For five days in Summer 2012, Ted Pauly and Melissa Silverman travelled from Cherry Hill, New Jersey, to a loft on Sixth Street and Girard Avenue that housed a creative collective, gallery and batting cages.

The Girard Avenue loft, also known as Girard Hall, was the main filming site for “All Over It,” a fictional comedy web series set in Fishtown. “All Over It” focuses on the fictional group, The Batatat Collective, comprised of artists who live together and try to sell their creative ideas for money.

The series was created, written and directed by Pauly and Silverman, college friends who also worked together for MTV.

The show was originally meant to be a 22-minute pilot. After workshopping the show, Silverman and Pauly decided to split what they had filmed into short episodes and post it on their own online.

Episodes of “All Over It” can be viewed on YouTube, Vimeo and on the series’ website. The first episode premiered on Feb. 2 and since then, four more episodes have been posted. The series will have nine episodes in total.

“I think [the series] kind of reflects the way [Silverman] and I work,” Pauly said. He explained the two would work on creative ideas together and eventually thought of an idea for a show about a group of people living together “longer than normal.”

When the pair originally wrote the show, they did not have any one particular place for the setting in mind.

“Our producer brought up the idea of Philly and we jumped at it,” Pauly said. Pauly grew up outside of Philadelphia in Wayne, Pennsylvania and always had a love for the city.

“Philly was like ‘it’ for me,” Pauly said. “That’s where I wanted to be.”

Silverman grew up in New York City, but said she appreciated what Philadelphia had to offer.

“Philly really resonated and made perfect sense [for the show],” she said.

Life imitated art as many of the residents of the Girard loft were actually part of a creative collective. Some of the residents even helped out on set, including Temple alumnus Jacob Kindlon.

Kindlon, a film major, was a script supervisor and production assistant on set.

“It was pretty amazing at that time,” Kindlon said. “Definitely the biggest set I had ever worked on up to that point, and as script supervisor I got to see every single second of it.”

As a member of a creative collective, Kindlon said he appreciated the series’ authenticity.

“Our way of life was super similar to the scenes depicted in the series,” he said.

To fill the roles of the eclectic artists that make up the show, Pauly and Silverman held casting calls in New York.

“Each person we ended up with was made for the part,” Silverman said.

Silverman said the cast members were all talented improvisers and often did not stick to the script.

“A fair amount of [what is] funny about the show is improv,” Silverman said. “Our [director of photography] would have to hold back laughter.”

Chris O’Brien, a New York improviser and actor, plays Mike, the leader of The Batatat Collective.
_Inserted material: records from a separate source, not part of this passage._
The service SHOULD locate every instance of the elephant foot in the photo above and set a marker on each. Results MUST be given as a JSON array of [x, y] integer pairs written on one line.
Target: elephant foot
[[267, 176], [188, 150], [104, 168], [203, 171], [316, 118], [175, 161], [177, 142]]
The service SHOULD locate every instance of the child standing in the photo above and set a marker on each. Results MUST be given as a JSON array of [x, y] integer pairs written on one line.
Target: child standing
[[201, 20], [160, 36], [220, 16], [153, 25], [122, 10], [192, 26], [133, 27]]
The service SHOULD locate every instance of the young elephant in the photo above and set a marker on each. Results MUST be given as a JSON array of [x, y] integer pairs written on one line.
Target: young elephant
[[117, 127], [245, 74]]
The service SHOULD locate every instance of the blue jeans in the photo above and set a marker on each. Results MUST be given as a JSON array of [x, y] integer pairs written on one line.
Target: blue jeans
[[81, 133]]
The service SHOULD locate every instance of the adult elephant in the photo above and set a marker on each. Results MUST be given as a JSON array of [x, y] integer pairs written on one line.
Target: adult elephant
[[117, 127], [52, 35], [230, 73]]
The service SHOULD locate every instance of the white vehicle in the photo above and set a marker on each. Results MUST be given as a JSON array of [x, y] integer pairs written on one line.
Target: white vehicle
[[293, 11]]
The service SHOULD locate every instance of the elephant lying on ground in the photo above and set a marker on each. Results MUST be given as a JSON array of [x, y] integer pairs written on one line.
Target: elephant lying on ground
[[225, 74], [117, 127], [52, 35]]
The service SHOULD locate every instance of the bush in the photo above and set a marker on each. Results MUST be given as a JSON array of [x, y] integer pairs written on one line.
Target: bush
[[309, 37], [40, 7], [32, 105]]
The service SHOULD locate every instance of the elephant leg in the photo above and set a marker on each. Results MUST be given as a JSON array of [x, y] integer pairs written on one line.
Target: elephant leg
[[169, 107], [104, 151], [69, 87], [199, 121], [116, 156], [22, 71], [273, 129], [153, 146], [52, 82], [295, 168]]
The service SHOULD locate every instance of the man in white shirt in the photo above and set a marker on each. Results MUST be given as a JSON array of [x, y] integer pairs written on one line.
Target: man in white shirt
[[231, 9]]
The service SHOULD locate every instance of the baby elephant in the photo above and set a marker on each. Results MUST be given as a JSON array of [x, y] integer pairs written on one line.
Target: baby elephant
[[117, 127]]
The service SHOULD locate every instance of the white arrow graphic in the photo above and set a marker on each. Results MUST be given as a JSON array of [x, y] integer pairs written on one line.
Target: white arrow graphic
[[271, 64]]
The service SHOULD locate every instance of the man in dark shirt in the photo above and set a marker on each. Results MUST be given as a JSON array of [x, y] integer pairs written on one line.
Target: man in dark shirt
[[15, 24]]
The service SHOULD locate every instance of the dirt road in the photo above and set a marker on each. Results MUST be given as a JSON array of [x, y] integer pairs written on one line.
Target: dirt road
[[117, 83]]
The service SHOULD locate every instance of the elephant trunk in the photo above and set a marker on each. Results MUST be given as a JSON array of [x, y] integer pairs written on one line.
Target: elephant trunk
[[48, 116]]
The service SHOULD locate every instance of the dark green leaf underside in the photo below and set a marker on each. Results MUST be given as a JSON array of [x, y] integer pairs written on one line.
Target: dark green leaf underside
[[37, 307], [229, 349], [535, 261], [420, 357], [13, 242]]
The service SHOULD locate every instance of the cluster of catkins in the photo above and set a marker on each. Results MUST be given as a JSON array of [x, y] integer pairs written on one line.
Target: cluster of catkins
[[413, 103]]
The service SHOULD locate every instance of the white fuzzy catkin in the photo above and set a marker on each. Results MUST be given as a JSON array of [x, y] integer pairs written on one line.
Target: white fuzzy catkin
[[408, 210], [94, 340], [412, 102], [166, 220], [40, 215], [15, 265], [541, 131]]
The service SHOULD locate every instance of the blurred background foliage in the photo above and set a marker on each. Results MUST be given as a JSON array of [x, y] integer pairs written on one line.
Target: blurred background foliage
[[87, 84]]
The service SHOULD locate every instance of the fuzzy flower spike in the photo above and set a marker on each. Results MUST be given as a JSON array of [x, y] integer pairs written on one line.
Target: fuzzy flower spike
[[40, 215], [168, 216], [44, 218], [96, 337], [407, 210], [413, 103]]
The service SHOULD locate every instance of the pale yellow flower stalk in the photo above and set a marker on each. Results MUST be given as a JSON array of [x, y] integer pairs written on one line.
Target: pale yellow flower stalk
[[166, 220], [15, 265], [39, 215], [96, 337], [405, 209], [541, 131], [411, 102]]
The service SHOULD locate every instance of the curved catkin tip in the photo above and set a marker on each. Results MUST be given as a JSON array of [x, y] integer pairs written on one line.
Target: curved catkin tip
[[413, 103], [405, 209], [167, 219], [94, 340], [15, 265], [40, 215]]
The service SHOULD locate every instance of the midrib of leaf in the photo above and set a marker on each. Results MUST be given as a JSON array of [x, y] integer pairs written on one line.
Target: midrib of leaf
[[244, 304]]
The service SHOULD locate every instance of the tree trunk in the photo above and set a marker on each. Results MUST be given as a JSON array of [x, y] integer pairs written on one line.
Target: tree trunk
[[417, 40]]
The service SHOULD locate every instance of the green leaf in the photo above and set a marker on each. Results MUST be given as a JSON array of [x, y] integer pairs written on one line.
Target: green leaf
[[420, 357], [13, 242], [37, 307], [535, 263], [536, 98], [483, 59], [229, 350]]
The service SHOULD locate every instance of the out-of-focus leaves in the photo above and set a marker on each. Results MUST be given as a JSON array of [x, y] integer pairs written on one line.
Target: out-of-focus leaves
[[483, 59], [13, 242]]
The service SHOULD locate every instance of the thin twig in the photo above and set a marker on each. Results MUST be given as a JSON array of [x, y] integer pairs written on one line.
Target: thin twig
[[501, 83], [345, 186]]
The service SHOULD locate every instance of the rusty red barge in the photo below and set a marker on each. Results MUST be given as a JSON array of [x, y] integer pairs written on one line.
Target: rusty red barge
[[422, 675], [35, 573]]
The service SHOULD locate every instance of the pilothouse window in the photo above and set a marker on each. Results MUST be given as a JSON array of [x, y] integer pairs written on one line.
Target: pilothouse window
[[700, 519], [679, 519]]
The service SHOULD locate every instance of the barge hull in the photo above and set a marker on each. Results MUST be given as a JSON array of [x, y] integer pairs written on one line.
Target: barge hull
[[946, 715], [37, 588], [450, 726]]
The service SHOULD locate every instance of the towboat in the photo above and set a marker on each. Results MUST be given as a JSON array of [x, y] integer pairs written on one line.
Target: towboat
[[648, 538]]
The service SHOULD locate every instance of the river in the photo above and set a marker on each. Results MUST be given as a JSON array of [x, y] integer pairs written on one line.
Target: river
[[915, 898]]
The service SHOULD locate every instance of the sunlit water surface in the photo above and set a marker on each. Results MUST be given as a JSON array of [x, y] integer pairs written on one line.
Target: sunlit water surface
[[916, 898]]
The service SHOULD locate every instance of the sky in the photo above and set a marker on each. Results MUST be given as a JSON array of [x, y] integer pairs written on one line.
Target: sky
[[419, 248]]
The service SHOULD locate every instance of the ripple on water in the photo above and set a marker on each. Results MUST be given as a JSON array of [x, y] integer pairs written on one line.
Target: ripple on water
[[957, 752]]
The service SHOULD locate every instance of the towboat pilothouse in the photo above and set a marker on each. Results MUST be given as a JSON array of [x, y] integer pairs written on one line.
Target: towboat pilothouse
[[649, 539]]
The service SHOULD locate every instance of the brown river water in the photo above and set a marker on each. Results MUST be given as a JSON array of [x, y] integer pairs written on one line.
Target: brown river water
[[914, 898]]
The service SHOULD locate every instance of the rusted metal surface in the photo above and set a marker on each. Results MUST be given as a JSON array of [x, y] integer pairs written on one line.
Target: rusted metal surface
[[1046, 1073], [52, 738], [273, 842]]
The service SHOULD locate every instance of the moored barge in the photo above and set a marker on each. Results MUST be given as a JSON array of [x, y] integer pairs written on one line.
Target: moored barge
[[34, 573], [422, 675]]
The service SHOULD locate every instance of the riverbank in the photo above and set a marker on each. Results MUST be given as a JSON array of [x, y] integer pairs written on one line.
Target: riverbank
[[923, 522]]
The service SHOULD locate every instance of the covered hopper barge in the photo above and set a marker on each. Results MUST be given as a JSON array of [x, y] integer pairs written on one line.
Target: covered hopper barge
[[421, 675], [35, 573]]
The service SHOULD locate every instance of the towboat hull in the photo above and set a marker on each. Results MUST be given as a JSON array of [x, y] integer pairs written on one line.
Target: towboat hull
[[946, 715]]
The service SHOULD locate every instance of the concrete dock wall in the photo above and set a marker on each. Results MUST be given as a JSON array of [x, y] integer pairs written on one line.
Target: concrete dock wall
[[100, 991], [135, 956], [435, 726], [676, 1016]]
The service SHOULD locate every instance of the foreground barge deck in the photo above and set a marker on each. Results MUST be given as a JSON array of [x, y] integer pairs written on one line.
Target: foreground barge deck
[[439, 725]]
“Everyone is irresponsible in this loft, and he is the responsible one trying to get them all together,” O’Brien said.

The cast also includes H. Jon Benjamin, who is known for voicing the title character in FOX’s animation comedy
“Bob’s Burgers.”

“He was amazing, easy to work with and hilarious,” Pauly said.  “He is the kind of person that doesn’t need direction.”

Pauly said the shooting schedule was very ambitious and a “race to the finish everyday.”

“There is always that tension, like, ‘Are we going to get everything done?’” Pauly said.

However, Silverman said shooting was overall a very positive experience.

“People really had fun,” she said. “It was inspiring to be around our cast, who always kept their energy.”

Pauly said reception for the series has been positive so far.

“We have gotten a decent amount of press,” he said. “It feels like it’s still early going on, but we are just knocking on wood and hoping people continue to like it.”

As for the future of the series, Pauly and Silverman said they would be interested in making more episodes if it continues to be well-received and the cast is willing. The two have other creative ideas that they are considering developing down the road, but are proud of their work on “All Over It.”

“We spend our days working on our own ideas, and it’s great to have something we created and finally get to share it,” Silverman said.